The trial of a Gainesville man accused of murdering his former classmate and close friend is using evidence from suspect Pedro Bravo's iPhone, including an image of a Siri search that asked how to hide a roommate, and the amount of time he used the flashlight feature.
Prosecutors on Tuesday showed the jury a screen shot of a Siri search saved on Pedro Bravo's iPhone, which read "I need to hide my roommate," according to CBSMiami and video footage from the trial.
The automated Siri search asks, "what kind of place are you looking for?" The application then gives options: Swamps, reservoirs, metal foundries.
That doesn't mean the suspect asked voice-activated Siri to perform the search, as some media reports earlier said.
The Gainesville, Fla. detective testifying in the trial, Detective Matt Goeckel, said the image came out of the saved images folder — "in the Facebook cache." That would explain why there was a Siri image on Bravo's iPhone 4, an earlier model that did not carry Siri, and why the cell-phone carrier associated with the image was different than the carrier Bravo used for his phone.

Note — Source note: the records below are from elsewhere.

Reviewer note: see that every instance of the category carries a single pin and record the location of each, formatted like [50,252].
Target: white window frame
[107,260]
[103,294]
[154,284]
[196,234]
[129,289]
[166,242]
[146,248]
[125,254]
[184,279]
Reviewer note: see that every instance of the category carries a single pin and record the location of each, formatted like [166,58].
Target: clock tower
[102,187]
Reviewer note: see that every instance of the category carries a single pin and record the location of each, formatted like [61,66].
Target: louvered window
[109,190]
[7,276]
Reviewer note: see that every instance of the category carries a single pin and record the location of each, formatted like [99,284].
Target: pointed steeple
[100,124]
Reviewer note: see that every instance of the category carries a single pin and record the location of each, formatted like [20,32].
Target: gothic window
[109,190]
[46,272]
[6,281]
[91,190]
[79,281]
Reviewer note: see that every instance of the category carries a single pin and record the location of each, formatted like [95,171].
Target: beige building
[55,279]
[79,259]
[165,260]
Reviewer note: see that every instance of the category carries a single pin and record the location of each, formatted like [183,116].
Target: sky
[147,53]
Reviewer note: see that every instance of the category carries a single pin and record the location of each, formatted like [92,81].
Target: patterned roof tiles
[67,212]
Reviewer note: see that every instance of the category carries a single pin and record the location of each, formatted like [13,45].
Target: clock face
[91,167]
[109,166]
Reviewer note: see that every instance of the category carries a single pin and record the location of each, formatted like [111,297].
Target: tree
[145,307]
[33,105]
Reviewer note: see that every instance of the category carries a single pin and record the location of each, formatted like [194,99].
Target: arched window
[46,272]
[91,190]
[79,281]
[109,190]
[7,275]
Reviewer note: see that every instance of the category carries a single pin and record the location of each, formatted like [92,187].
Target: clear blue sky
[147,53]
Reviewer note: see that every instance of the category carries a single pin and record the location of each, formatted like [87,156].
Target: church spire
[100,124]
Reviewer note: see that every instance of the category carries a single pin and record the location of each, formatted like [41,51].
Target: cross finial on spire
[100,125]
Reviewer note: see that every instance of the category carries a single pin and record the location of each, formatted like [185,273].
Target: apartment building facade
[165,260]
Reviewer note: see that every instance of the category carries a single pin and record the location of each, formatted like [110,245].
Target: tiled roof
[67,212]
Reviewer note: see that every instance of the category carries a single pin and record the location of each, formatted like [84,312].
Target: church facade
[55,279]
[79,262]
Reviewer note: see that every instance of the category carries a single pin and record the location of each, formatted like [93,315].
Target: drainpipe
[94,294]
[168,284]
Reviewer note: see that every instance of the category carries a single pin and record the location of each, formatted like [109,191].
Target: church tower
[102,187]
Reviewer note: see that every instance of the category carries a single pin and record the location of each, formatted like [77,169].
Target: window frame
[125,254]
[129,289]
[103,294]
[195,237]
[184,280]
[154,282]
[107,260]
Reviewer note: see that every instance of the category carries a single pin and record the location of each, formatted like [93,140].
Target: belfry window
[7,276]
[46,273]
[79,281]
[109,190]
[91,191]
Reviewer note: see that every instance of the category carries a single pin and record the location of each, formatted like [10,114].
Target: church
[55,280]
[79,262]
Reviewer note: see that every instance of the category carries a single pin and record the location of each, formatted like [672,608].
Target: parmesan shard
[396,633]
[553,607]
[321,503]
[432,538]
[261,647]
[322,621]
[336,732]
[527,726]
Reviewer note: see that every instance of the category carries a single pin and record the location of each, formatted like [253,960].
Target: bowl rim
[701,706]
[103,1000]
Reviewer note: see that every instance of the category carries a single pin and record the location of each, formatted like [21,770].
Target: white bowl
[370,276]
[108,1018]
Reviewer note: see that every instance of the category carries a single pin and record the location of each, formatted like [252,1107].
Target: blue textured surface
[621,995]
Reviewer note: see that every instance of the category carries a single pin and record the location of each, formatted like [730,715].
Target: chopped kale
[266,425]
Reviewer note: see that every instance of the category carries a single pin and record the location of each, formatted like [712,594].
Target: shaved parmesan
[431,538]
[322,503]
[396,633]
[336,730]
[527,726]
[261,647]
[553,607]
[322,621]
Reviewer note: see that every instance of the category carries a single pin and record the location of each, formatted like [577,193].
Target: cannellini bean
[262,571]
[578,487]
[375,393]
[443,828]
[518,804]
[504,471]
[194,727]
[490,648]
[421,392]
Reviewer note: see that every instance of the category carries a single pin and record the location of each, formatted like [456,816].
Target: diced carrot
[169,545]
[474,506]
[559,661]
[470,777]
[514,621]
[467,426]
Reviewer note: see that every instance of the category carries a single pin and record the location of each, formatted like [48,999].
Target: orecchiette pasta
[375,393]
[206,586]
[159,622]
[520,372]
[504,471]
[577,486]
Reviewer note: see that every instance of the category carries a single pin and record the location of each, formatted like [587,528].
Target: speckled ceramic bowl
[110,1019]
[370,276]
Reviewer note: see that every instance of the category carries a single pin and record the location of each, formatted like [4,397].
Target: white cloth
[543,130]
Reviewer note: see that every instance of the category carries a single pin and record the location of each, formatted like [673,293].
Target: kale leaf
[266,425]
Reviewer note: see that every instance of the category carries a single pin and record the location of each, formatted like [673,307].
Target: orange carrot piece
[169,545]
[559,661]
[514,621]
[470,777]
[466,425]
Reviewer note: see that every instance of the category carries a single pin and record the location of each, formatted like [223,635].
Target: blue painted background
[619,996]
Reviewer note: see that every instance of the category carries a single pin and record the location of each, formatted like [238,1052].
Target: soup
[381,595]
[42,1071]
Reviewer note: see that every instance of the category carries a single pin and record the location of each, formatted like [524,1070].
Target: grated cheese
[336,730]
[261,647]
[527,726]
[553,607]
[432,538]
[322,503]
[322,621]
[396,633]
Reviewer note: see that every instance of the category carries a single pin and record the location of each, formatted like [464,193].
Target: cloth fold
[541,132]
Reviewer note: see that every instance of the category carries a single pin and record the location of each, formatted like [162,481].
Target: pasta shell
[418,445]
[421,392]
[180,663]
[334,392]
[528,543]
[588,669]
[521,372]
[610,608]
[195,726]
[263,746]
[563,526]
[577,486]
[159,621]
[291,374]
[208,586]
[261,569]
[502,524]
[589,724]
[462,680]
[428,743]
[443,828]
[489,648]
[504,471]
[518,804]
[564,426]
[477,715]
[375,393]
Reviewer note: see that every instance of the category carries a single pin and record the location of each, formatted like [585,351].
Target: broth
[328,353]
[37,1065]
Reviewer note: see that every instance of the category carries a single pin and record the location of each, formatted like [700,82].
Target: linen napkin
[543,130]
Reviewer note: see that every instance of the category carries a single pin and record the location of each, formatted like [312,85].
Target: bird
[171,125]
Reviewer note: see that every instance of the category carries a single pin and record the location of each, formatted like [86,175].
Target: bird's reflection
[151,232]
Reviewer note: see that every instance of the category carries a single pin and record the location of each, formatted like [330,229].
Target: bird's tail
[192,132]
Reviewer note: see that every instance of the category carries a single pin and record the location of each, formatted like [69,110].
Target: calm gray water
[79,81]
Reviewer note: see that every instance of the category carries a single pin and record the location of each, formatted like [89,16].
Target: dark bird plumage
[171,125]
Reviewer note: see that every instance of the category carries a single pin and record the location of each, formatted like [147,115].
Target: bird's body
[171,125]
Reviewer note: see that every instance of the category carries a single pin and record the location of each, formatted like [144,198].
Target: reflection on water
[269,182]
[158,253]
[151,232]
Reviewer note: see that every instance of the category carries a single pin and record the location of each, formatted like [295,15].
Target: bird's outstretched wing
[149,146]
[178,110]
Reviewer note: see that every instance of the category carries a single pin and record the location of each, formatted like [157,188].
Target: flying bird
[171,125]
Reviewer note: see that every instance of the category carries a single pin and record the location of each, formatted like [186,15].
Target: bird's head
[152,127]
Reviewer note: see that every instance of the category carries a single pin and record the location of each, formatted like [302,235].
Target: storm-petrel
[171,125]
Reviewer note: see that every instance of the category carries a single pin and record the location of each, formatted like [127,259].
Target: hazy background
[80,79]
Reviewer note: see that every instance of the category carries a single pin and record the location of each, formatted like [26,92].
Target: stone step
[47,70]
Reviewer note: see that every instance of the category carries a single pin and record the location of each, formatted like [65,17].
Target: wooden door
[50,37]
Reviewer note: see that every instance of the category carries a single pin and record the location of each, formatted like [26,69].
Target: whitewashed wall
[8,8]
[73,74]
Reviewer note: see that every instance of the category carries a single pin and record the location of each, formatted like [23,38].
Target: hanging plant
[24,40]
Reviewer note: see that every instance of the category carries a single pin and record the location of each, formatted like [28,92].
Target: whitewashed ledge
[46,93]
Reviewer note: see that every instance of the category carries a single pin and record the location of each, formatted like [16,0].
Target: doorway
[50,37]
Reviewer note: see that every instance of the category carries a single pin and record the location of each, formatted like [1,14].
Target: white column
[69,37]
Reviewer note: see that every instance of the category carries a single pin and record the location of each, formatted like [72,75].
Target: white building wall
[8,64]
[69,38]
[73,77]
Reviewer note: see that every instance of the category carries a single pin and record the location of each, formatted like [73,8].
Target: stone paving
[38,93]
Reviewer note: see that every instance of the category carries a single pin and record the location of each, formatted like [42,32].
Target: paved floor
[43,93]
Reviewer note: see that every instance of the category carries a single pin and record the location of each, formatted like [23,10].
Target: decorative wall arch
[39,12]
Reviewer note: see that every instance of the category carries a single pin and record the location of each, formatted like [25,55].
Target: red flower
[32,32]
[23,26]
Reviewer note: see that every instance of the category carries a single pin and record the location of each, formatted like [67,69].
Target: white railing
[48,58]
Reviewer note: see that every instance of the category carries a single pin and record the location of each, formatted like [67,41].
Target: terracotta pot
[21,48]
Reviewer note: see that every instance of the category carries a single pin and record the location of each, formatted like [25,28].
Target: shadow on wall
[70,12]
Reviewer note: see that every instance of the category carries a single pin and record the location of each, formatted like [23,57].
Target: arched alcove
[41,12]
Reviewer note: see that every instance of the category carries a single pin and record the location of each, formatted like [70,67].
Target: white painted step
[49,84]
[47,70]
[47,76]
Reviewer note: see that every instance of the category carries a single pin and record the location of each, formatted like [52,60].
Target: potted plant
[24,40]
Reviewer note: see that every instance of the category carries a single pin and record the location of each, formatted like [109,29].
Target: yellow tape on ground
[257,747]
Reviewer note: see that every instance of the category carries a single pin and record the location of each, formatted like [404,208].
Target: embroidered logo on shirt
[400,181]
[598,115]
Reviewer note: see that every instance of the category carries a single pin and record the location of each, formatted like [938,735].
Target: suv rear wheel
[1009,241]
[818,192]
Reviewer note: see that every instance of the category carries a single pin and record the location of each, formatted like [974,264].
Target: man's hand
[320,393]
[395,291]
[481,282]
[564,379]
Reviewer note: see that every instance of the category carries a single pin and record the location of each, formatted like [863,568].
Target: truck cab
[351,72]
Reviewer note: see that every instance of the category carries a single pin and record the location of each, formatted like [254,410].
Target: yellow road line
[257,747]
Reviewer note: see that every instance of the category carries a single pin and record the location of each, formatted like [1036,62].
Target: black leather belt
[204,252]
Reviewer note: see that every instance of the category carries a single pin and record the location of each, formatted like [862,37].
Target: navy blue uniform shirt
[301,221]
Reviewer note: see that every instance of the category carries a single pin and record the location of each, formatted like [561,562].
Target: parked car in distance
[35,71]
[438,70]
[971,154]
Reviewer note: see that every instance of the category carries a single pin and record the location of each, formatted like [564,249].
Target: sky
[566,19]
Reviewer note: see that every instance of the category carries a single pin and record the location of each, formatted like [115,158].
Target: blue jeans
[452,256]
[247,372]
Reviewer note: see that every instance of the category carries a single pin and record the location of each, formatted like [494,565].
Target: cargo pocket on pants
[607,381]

"In this case it was cached on Facebook, it was viewed on Facebook with the phone," said the detective, according to the testimony.
Murder victim Christian Aguilar
Bravo is accused of drugging and strangling University of Florida student Christian Aguilar two years ago because he was obsessed with Aguilar's girlfriend Erika Friman, another University of Florida student who had previously dated Bravo.
Bravo, Aguilar, and Friman had attended the Doral Academy high school in Miami. Aguilar went missing in September 2012, shortly after starting his freshman year in college. After an extensive, month-long volunteer search for the 18-year-old Aguilar, hunters in the woods outside the college town of Gainesville found his body, half-buried.
Bravo has been charged with first-degree murder and kidnapping, poisoning and other crimes. He faces life in prison.
Bravo's attorney told the court that the screen grab of the Siri search was among hundreds of pictures on Bravo's phone, and there was no evidence he ever did a search, according to CBSMiami.
Data from Bravo's iPhone is playing a key role in the trial so far. A detective from the Gainesville police department said 'pings' from Bravo's phone on the day Aguilar disappeared showed Bravo heading west, in the direction of where the body was eventually found. Also, the detective said the flashlight feature on the phone was used for nearly an hour.